- Staying indoors does not weaken immunity.
- Our immune system will keep going even without a bombardment of viruses.
- Our immunity weakens as we get older.
To prevent the spread of COVID-19 and its new variant, some regions are again in lockdown state. But does staying indoors weaken the immunity, as some people fear? Dr Sten Vermund, dean of the Yale School of Public Health, New Haven, Connecticut, says it does not.
The hygiene hypothesis
The concern that limiting exposure eventually weakens the immune system comes from the hygiene hypothesis, which says individuals exposed to more germs in childhood are less at risk of developing allergies and other diseases than children who grow up in environments free from most germs.
But according to Dr. Vermund, four months of lockdown and a home-based lifestyle won’t have a significant effect on immunity, especially if you’ve been battling immune system invaders for decades.

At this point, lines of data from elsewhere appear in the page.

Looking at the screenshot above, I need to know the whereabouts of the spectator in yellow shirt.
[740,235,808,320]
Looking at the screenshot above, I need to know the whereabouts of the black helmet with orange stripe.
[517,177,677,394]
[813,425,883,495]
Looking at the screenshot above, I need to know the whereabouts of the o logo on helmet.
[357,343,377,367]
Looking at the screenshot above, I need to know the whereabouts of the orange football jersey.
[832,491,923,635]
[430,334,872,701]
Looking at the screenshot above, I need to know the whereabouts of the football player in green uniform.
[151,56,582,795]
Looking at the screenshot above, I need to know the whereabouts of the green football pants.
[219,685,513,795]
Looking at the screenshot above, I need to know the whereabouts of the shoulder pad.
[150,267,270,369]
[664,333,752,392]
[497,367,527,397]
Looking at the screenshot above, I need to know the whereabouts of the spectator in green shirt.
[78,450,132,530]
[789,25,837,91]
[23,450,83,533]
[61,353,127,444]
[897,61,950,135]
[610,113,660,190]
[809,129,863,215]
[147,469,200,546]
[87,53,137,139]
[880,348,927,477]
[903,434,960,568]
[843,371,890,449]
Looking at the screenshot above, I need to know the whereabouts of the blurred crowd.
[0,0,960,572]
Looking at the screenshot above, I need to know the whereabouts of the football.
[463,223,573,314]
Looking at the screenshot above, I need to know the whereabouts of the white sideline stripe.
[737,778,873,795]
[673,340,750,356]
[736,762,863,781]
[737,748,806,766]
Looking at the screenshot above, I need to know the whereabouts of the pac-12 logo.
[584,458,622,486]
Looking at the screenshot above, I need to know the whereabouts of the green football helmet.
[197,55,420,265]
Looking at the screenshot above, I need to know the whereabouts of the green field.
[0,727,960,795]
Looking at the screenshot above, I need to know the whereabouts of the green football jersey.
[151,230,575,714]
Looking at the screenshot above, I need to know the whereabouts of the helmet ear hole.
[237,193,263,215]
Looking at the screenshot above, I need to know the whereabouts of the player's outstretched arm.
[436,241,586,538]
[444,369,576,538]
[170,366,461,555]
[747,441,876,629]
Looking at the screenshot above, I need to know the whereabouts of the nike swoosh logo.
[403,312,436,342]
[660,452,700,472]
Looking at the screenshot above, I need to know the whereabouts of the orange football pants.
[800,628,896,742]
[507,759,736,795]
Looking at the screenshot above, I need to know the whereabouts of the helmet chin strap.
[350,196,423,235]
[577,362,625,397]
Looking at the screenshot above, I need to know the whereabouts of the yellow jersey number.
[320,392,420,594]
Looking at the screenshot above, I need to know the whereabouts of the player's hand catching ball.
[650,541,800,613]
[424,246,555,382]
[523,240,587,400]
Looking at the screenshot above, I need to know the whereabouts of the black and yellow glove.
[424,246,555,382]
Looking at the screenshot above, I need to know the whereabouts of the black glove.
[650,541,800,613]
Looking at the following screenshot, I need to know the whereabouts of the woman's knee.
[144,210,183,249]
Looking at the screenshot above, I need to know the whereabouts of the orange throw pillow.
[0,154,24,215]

But the same is also true with newborns and toddlers. Dr. Vermund explains that it’s just a small delay in the child’s natural exposure, which the child will make up for once exposed to germs.
Dr. Len Horovitz, a pulmonary specialist in Lenox Hill Hospital, New York City, also says the immune system will keep working without a virus’s bombardment.
Higher levels of body inflammation
According to an analysis of 30 studies, published in Neuroscience & Biobehavioral Reviews in May, social isolation and loneliness increase inflammation levels in the body, leading to a host of illnesses, like a heart attack or stroke. However, more research is needed to confirm these findings.
Mental illness may aggravate pre-existing conditions
Dr. Horovitz says stress, anxiety, depression, and loneliness worsens whatever disease you have. Further, stress due to COVID-19 may raise broken heart syndrome risk, which has similar symptoms with a heart attack.
Tips to boost your immune system
Here are a few things you can do to boost your immune system and protect yourself from all sorts of illnesses, including COVID-19.
Get your vitamin D. Your body produces the immunity-booster vitamin D when exposed to sunlight, which can’t happen when you’re in lockdown, says Dr. Horovitz. Take a supplement to make sure you get the recommended 600 International Units of vitamin D daily.
Get a good night’s rest. Aim to sleep for seven to eight hours every night, recommends Dr. Horovitz. Lack of sleep can weaken your immune system and make you more prone to colds and the flu.
Exercise regularly. Daily physical activity every day can keep your immune system strong, flushing bacteria out of your lungs and airways. Exercise also boosts endorphins or the brain chemicals that keep your spirits up.
Eat well. Eating fruits and vegetables and managing your weight will keep our body healthy and better able to prevent diseases.
Get the flu shot.
Wash your hands frequently and use a face covering.
Drink moderately. According to Canada’s Low-Risk Drinking Guidelines, you should limit your alcohol intake to no more than two per day if you’re a woman, and no more than three per day if you’re a man.